The technique helps calm her, and helps her handle the stress that comes with modern living.

“So many people have so much stress, yoga is a great way to de-stress,” said Runyan, owner of the Roselawn Fitness Center.

In her classes, the lights are low, and everything is calm, quiet and relaxing. Beginners are encouraged to sit back and observe, and then to proceed at their own pace.

Roselawn Fitness will mark its 25th anniversary in March, and Runyan has been teaching yoga at the center for 17 years. She’s been teaching exercise classes for 35 years.

Cardio exercises and weight lifting are good ways to relieve stress, as well, but Runyan is an advocate for yoga because its deep breathing, stretching and relaxation techniques can be used in everyday situations — such as being stuck in traffic.

“It’s wonderful. I wish everybody could try it and learn it,” she said.

People mistakenly think yoga is a religion, which it isn’t, or they think they’re not flexible enough for the poses, she said.

“You do gain flexibility,” Runyan said. “You work at it slowly.”

The classes start with breathing exercises, stretching, postures and then a time of relaxation. “The hour goes by fast,” she said. “People love it.”

The postures are simple ones — not the advanced poses where a person has his leg behind his head, for example. “I try to stick with poses that are useful and don’t hurt,” she said.
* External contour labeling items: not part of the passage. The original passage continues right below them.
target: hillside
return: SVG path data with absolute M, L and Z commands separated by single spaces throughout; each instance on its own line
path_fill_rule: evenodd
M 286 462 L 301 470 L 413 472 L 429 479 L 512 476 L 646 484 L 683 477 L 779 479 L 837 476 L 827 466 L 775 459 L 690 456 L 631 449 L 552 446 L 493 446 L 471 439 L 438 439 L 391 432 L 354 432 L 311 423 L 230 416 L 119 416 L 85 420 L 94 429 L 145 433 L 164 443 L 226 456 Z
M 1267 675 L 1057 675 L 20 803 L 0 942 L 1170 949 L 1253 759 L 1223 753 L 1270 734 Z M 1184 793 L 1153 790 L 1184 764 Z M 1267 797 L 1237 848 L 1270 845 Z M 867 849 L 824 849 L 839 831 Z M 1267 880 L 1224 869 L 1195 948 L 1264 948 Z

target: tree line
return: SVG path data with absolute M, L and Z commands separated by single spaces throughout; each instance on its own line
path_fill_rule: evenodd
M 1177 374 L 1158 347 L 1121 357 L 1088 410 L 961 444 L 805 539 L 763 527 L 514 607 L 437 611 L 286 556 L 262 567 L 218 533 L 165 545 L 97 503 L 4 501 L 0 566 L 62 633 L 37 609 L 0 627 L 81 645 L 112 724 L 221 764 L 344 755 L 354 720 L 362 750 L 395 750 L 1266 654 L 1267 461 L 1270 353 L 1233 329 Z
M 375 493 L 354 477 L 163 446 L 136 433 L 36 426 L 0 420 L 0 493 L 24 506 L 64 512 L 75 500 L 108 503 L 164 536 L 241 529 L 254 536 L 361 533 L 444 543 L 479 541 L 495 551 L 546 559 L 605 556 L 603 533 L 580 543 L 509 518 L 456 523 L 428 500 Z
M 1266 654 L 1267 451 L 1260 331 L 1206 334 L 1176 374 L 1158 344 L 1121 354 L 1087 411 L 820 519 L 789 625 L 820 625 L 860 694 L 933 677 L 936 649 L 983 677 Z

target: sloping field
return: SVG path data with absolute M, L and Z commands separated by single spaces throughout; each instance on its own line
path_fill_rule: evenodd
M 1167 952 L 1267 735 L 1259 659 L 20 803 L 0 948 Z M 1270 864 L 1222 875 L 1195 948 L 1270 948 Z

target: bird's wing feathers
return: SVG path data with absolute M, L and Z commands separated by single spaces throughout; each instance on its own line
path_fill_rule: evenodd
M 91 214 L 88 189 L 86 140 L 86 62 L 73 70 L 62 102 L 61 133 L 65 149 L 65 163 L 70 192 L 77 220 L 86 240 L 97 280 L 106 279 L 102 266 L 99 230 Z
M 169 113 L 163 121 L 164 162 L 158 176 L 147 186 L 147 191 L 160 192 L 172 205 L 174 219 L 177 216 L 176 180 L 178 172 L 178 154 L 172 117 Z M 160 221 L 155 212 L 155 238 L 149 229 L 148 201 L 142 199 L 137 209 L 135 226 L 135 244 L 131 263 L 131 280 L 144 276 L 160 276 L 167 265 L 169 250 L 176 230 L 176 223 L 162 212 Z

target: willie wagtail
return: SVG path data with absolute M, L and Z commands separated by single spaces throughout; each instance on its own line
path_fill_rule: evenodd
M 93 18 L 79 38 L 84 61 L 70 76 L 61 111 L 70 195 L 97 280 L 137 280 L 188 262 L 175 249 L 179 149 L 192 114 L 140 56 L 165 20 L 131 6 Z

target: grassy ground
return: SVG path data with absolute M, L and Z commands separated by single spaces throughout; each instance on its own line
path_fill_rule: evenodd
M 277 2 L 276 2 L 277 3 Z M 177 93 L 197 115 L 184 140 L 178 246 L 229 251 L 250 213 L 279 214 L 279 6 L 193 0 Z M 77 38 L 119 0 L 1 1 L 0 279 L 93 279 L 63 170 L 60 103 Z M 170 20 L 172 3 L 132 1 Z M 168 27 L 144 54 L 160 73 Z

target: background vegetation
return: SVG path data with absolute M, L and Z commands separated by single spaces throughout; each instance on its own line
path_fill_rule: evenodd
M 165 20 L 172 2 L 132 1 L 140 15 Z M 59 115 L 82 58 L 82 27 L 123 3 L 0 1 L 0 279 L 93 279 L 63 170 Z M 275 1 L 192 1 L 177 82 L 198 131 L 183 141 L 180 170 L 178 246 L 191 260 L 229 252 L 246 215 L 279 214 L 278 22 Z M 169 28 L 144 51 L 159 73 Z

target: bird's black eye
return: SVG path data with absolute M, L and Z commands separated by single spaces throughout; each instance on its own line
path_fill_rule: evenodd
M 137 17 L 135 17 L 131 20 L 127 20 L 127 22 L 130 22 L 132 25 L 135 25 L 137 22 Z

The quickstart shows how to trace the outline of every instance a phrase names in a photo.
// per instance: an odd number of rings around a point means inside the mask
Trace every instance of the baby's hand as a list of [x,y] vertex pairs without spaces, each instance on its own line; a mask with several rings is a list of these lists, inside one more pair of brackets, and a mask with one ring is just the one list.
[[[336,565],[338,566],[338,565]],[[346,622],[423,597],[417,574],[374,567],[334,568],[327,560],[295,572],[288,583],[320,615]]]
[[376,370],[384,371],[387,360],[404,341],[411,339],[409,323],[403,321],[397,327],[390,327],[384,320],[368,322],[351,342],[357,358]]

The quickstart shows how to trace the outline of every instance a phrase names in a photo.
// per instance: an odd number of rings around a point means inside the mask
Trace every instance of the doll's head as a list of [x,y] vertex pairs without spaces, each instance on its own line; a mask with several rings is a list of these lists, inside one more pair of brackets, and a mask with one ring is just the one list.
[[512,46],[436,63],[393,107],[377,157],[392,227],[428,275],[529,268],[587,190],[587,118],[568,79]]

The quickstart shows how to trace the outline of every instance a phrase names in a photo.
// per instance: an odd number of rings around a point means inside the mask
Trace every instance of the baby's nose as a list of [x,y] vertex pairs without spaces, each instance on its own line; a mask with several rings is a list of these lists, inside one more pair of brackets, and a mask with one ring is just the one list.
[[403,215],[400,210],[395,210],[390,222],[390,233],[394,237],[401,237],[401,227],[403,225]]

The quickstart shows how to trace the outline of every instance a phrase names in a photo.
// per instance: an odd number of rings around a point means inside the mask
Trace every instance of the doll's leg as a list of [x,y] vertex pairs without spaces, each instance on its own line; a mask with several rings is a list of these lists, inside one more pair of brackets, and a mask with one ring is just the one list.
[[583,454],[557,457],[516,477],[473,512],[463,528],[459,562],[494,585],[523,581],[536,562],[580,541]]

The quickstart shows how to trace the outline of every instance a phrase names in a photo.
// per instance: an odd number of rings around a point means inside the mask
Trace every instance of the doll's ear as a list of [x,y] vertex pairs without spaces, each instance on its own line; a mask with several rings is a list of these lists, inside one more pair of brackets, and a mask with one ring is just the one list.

Yoga helps a person’s balance, too. In addition, the mind-body connection is good, she said, as the person acquires mental peace, learns how to breathe and becomes aware of his or her body.

“You feel great,” Runyon said. “It changes how you look at everything. I just think it’s amazing.”

Runyon also is certified in Pilates, a series of moves that strengthen the body’s core or center, and improve coordination and balance. In fact, Runyon offers a yoga-Pilates class on Thursday nights, which combines both disciplines. Students get a good core workout, in addition to stretching and relaxing.

She’s also trained in tai chi for arthritis, and will offer such a class on request if enough people sign up. A person does not have to have arthritis in order to take the class. She has studied methods used by Paul Lam with the Tai Chi Institute for Health.

Runyon would like to add an exercise class for seniors, using chairs for balance.

Whichever exercise someone chooses, Runyan notes he or she will become more confident and empowered after learning the moves, and seeing the results.

“It’s so good for people, especially anyone thinking ‘My body is going quick … I need to tone and balance,’” she said.